Story #2: How We Met and Built a Life Together

" Getting married to Hatsuko was not easy "

After a year of prep, I entered Ehime University’s Department of Electrical Engineering in 1969, close to familiar Matsuyama Castle. My main interests were music and electronics, so I applied, thinking it was a similar field, only to find out on the entrance day that the university had just established a new Department of Electronics.

Undeterred, I joined the amateur radio club, where they also taught electronics—a perfect fit for my love of machines. At the orientation, I noticed one of the only two female students in engineering, a student from the electronics department I had wanted to join.
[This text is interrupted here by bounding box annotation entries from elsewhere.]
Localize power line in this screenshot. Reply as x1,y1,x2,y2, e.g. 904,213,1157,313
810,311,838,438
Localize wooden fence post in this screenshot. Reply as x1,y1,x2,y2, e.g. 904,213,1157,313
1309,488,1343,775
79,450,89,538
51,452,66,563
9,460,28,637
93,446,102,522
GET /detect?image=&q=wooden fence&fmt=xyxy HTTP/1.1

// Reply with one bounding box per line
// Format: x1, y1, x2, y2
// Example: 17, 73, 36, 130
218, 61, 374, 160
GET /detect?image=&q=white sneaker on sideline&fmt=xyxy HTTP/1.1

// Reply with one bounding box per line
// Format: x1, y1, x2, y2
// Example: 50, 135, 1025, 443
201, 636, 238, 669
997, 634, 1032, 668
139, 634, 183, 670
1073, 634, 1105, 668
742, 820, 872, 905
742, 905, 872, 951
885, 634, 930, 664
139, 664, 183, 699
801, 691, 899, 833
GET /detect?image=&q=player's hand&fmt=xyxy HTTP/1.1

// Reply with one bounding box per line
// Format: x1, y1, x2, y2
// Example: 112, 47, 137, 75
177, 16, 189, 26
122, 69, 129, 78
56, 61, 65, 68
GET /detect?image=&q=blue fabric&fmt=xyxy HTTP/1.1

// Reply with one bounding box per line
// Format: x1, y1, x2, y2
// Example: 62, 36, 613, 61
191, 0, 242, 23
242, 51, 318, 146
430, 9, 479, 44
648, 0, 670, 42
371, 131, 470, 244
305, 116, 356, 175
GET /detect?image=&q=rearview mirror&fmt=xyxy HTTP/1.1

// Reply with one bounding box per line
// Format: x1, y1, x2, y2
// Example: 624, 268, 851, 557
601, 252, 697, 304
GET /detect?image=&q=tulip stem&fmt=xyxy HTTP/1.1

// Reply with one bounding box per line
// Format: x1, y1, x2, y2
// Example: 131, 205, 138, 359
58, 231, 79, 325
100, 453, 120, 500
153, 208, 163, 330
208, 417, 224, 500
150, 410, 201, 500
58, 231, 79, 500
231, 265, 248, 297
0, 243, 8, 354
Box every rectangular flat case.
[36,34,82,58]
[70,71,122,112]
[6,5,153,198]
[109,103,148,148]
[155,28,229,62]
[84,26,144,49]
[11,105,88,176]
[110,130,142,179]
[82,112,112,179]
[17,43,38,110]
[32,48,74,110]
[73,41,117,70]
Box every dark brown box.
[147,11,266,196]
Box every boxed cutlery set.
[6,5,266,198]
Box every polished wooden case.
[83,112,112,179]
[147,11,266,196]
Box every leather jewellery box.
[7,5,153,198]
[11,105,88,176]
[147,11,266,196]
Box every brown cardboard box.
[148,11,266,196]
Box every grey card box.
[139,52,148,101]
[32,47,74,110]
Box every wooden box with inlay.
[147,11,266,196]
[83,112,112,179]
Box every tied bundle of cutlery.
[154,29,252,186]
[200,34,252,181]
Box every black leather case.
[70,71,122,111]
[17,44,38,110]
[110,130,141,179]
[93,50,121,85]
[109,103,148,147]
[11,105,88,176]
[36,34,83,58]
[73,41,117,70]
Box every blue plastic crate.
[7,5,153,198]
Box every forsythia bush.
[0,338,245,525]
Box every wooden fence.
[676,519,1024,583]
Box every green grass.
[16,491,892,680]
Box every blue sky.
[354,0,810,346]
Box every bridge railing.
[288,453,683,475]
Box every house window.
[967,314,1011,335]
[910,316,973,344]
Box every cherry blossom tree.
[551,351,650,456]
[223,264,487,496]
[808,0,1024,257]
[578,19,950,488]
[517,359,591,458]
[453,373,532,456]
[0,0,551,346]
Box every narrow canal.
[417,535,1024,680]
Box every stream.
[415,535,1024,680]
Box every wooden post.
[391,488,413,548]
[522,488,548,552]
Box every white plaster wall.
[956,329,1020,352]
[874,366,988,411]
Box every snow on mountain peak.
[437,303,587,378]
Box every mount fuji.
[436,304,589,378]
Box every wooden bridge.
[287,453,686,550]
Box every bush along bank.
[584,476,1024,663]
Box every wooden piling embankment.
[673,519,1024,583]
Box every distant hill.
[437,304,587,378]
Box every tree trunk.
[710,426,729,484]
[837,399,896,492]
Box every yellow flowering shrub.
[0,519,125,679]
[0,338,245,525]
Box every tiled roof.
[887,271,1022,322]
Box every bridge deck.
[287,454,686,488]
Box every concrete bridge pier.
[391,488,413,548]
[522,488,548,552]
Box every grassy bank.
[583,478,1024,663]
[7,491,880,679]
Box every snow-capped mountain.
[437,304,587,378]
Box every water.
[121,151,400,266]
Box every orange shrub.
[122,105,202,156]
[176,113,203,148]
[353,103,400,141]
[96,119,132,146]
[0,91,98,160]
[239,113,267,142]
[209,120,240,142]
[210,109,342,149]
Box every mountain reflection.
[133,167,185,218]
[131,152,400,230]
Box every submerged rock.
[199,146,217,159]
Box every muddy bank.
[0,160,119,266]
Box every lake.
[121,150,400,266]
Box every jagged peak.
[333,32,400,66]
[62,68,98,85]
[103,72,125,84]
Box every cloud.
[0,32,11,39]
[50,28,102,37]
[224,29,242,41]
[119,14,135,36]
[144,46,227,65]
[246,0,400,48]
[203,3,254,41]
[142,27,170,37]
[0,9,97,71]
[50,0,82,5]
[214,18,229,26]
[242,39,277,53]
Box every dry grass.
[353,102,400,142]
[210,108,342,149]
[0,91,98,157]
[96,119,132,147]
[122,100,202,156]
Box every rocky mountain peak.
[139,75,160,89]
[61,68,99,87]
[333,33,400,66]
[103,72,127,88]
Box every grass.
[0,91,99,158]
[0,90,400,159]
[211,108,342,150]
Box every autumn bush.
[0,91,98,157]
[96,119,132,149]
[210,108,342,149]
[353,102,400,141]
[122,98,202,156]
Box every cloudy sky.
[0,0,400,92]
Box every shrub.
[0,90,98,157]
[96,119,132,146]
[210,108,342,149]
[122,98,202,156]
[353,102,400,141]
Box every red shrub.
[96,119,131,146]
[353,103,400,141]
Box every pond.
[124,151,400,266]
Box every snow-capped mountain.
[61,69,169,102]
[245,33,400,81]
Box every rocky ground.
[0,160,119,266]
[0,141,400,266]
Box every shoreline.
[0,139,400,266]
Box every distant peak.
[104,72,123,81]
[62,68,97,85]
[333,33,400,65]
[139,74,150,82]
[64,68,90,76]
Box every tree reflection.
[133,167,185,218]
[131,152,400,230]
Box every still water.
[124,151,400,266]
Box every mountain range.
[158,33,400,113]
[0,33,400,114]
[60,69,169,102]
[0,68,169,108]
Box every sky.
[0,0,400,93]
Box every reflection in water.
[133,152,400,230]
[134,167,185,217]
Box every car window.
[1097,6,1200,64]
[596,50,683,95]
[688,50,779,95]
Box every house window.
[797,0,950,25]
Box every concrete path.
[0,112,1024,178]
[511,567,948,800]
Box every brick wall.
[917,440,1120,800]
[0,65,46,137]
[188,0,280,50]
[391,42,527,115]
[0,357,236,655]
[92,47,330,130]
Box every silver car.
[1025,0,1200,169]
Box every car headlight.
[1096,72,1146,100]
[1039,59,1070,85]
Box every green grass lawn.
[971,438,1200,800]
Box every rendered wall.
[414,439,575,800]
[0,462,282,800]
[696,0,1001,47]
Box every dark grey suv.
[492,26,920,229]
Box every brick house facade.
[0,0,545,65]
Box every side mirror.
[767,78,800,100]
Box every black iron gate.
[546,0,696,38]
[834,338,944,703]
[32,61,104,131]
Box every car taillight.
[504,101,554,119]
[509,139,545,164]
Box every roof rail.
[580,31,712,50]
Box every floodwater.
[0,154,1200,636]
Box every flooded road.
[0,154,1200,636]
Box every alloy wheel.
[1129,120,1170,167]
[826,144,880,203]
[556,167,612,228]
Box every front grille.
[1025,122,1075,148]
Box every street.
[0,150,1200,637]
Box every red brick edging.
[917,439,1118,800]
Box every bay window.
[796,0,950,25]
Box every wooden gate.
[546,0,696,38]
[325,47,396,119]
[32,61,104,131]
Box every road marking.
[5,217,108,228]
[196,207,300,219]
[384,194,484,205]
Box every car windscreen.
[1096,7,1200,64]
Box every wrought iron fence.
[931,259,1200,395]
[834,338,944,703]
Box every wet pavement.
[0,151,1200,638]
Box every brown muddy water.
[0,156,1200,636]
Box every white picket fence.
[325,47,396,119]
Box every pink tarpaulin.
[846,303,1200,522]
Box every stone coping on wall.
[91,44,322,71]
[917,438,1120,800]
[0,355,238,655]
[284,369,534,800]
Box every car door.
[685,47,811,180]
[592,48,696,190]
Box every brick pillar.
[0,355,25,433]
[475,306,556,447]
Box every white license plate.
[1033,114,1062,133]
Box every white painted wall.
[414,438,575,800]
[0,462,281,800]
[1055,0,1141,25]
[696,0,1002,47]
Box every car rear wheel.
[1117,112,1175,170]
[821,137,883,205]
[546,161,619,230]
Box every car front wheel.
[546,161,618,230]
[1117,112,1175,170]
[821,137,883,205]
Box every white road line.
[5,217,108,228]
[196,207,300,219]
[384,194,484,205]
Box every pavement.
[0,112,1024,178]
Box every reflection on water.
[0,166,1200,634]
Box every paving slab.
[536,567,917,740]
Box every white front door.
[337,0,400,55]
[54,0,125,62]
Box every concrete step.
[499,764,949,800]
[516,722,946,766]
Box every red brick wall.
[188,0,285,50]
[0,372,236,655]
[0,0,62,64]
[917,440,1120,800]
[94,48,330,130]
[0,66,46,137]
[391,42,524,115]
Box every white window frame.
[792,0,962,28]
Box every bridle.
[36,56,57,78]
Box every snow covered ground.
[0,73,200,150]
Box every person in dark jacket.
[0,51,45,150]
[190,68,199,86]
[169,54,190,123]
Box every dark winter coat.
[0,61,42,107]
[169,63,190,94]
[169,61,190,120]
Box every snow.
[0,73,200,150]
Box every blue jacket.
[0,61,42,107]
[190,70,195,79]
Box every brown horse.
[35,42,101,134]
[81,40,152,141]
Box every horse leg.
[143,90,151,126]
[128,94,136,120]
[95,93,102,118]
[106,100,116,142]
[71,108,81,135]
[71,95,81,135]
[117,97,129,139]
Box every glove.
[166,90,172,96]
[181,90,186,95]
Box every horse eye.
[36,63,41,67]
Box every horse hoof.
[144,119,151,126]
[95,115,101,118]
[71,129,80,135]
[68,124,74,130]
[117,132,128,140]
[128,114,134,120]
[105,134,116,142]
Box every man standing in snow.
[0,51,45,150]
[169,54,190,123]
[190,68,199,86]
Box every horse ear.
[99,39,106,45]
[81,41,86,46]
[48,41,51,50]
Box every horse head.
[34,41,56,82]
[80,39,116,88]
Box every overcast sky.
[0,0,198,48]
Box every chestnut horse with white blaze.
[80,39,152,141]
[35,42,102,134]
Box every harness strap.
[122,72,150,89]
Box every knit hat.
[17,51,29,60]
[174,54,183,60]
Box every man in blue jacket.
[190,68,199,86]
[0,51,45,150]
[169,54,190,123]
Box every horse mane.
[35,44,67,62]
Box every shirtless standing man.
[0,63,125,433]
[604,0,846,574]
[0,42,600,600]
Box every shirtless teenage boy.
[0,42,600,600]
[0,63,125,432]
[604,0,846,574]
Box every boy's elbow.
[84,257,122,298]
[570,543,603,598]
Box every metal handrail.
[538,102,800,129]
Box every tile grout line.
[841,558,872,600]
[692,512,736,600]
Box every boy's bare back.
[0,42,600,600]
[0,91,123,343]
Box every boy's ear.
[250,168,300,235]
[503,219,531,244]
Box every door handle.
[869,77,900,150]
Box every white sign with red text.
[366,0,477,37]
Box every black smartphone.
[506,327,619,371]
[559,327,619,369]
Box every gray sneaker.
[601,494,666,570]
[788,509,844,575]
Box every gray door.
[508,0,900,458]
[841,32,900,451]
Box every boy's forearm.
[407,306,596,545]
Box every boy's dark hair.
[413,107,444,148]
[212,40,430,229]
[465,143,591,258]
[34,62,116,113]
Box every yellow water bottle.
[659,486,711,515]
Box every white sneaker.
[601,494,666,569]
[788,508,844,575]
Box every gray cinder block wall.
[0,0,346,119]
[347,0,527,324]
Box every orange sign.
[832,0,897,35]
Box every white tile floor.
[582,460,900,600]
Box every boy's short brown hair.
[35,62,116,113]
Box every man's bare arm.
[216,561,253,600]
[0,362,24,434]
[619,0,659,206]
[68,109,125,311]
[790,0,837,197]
One day, after briefly returning to my dorm, I went to a nearby used bookstore to buy textbooks. There, I unexpectedly ran into the same woman I’d met earlier at the amateur radio club. We exchanged a few words, and, realizing we were after similar books, decided to go together to a nearby bookstore, “Haruya.” This was how I met Hatsuko Hashimoto, my future wife. She was from Tokushima, and as I guided her around Matsuyama, we quickly became close.

My student days with Hatsuko and friends flew by, and I eventually joined Saishiba Electric, a Toshiba-affiliated company in Himeji, Hyogo Prefecture. Meanwhile, Hatsuko stayed true to her goals and became a programmer at Takachiho Burroughs (now Nihon Unisys) in Tokyo.

Though I never officially proposed, by this time we had begun talking about a future together and marriage. With me in Himeji and Hatsuko in Tokyo, we were in a long-distance relationship. There were no cell phones, and although the Shinkansen had just been extended to Okayama, Tokyo still felt like a distant place for a young couple like us. It was a temporary farewell.

After two years of a long-distance relationship, Hatsuko and I decided to marry. However, getting married to Hatsuko was not easy.

Her family, which follows a matriarchal tradition, strongly opposed our union. As the eldest daughter, Hatsuko’s family name had been passed down for generations, and her husband traditionally adopted it. As the eldest son of the Ukigawa family, I couldn’t easily change my name. We knew her family, especially her grandmother, would oppose our marriage, but I was determined to marry Hatsuko. With support from her father, Akira, who understood our dilemma, we gained her family’s approval.

Thanks to Akira, Hatsuko and I married, and I’m grateful to her family for accepting me, even her grandmother, who initially opposed us. We held our wedding in Takamatsu, a neutral city, and later moved into a company apartment in Aboshi, Himeji. Though modest, it gave us stability, and I enjoyed my work in marine systems design. Things changed when Hatsuko secured a job as a computer programmer with a Toshiba agency.